L'évolution ne tire pas ses nouveautés du néant. Elle travaille sur ce qui existe déjà, soit qu'elle transforme un système ancien pour lui donner une fonction nouvelle, soit qu'elle combine plusieurs systèmes pour en échafauder un autre plus complexe. Le processus de sélection naturelle ne ressemble à aucun aspect du comportement humain. Mais si l'on veut jouer avec une comparaison, il faut dire que la sélection naturelle opère à la manière non d'un ingénieur, mais d'un bricoleur ; un bricoleur qui ne sait pas encore ce qu'il va produire, mais récupère tout ce qui lui tombe sous la main, les objets les plus hétéroclites, bouts de ficelle, morceaux de bois, vieux cartons pouvant éventuellement lui fournir des matériaux ; bref, un bricoleur qui profite de ce qu'il trouve autour de lui pour en tirer quelque objet utilisable.

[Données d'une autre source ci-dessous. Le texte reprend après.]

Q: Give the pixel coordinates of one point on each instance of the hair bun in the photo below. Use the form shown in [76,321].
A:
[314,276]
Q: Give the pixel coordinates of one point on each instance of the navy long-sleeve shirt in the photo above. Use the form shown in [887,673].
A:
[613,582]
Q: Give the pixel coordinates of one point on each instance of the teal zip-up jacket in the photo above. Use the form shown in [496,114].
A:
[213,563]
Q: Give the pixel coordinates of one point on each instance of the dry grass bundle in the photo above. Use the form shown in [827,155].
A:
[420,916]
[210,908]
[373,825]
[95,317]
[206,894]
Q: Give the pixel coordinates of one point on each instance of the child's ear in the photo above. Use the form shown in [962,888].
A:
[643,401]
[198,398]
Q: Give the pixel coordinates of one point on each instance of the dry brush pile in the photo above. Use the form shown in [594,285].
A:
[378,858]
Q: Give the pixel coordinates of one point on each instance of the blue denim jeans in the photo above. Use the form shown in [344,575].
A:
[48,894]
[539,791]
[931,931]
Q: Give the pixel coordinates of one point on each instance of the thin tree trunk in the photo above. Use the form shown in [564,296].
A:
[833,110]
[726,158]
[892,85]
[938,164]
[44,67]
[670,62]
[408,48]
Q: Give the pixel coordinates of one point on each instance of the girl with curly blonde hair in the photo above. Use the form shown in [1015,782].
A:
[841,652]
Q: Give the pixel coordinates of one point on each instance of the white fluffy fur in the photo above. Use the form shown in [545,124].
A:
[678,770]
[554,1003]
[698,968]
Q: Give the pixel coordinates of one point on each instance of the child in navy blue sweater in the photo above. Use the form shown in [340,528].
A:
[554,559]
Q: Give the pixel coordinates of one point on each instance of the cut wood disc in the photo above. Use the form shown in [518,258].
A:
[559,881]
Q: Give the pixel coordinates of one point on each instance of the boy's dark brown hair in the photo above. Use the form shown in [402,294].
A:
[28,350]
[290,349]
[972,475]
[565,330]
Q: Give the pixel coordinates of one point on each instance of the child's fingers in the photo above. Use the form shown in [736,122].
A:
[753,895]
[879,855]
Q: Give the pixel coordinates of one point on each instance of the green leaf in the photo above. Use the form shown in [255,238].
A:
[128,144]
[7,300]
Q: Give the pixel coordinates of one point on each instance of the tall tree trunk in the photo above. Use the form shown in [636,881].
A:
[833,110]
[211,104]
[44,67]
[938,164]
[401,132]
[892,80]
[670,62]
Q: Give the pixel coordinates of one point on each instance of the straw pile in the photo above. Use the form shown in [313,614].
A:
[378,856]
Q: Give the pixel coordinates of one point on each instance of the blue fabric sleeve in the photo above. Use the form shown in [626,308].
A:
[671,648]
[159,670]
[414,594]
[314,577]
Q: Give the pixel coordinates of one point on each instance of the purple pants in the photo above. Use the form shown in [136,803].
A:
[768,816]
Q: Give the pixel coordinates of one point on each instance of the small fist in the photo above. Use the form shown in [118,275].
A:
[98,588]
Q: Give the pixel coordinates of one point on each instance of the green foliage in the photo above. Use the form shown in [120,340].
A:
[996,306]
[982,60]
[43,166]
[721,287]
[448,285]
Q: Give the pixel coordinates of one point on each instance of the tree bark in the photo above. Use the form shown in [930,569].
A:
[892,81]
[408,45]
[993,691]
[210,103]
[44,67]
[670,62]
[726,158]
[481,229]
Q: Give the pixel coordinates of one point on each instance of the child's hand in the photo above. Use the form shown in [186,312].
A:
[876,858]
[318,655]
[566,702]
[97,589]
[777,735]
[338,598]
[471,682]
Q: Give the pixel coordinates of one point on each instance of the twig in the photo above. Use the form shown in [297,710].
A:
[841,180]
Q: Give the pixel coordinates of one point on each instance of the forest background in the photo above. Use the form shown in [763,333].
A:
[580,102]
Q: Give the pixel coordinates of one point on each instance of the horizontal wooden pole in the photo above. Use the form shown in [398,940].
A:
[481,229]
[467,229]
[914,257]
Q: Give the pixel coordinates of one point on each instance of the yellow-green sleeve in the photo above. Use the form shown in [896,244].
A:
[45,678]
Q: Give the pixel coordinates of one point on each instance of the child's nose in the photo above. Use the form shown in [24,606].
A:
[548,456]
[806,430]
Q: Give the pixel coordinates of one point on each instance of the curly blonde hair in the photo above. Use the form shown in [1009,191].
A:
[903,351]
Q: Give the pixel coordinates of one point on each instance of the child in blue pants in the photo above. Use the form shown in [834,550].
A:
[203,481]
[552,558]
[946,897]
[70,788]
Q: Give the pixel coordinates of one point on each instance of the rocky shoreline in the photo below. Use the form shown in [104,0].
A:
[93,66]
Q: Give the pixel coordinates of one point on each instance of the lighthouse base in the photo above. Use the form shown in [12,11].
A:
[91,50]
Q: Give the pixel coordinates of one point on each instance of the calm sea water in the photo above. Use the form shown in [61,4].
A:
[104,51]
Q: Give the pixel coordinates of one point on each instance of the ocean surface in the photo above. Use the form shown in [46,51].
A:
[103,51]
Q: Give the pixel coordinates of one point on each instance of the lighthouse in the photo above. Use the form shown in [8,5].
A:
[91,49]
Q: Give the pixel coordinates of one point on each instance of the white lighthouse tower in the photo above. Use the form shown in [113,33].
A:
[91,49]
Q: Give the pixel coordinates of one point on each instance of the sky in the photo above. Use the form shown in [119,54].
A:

François Jacob – Le jeu des possibles (1981)
Dans le débat qui oppose les évolutionnistes aux créationnistes, et qui se poursuit en ce moment de célébration d’anniversaire de Darwin il y a eu bien de … l’évolution aussi.
Quand on est évolutionniste (quoique ce mot paraisse désuet pour décrire l’état de la science de l’évolution aujourd’hui), on sait qu’on n’a pas à s’opposer aux fous furieux qui affirment que la Genèse contient l’exact récit de la création des espèces.
Et en effet, tout le monde le dit – y compris la plupart des religieux traditionalistes : l’évolution des espèces est une évidence, attestée par les avancées de la génétique et la découverte de l’ADN.
Par contre la thèse de la sélection naturelle opérant sur des mutations aléatoires passe moins bien : les mêmes religieux veulent y voir l’effet du dessein intelligent (intelligent design) et du coup c’est le statut privilégiée de l’espèce humaine qui est sauvé. (1)
Cette théorie du dessein intelligent ne satisfait personne : ni les religieux intégristes qui placent le dogme au-dessus de tout ; ni les scientifiques qui n’apprécient pas qu’on leur dise : « Je ne cherche pas à démontrer la validité de mes hypothèses ; c’est à vous de démontrer qu’elles sont fausses. »
Je ne suis pas plus savant que les savants, et je ne vais pas donner la leçon à quiconque. Par contre, si 150 ans après la publication de l’Origine des espèces le débat n’est pas clos, c’est qu’il y a encore des progrès scientifiques à accomplir. Au fond, je crois que l’avancée de la biologie, et de la génétique, si extraordinaires au cours des 50 dernières années, n’est pas terminé, en ce sens les tests de réfutation (Popper) de l’évolution ne sont pas encore clairement définis. Rappelons que selon Popper, ces tests sont des expériences dont on admet que si elles échouent alors la théorie qu’elles devaient vérifiée est fausse.
Bien sûr, on sait qu’en réalité, les choses ne se passent presque jamais d’une façon aussi simple, et l’abandon d’une théorie contredite par les faits ne se réalise qu’en présence d’une autre théorie – également vérifiable (2). Mais tout de même on ne comprend pas tout à fait pourquoi certaines espèces franchissent des durées de centaines de millions d’années sans évoluer, et comment des évolutions essentielles apparaissent par petites touches, chacune séparée des autres ne représentant pas un avantage décisif pour l’espèce.
(1) Je me souviens qu’à la Sorbonne, mon prof de philosophie des sciences (Claude Tresmontant), disait qu’expliquer l’apparition de la vie et de la conscience par le hasard des mutations c’était comme supposer qu’un singe tapant sur une machine à écrire arriverait un jour à produire l’Iliade et l’Odyssée.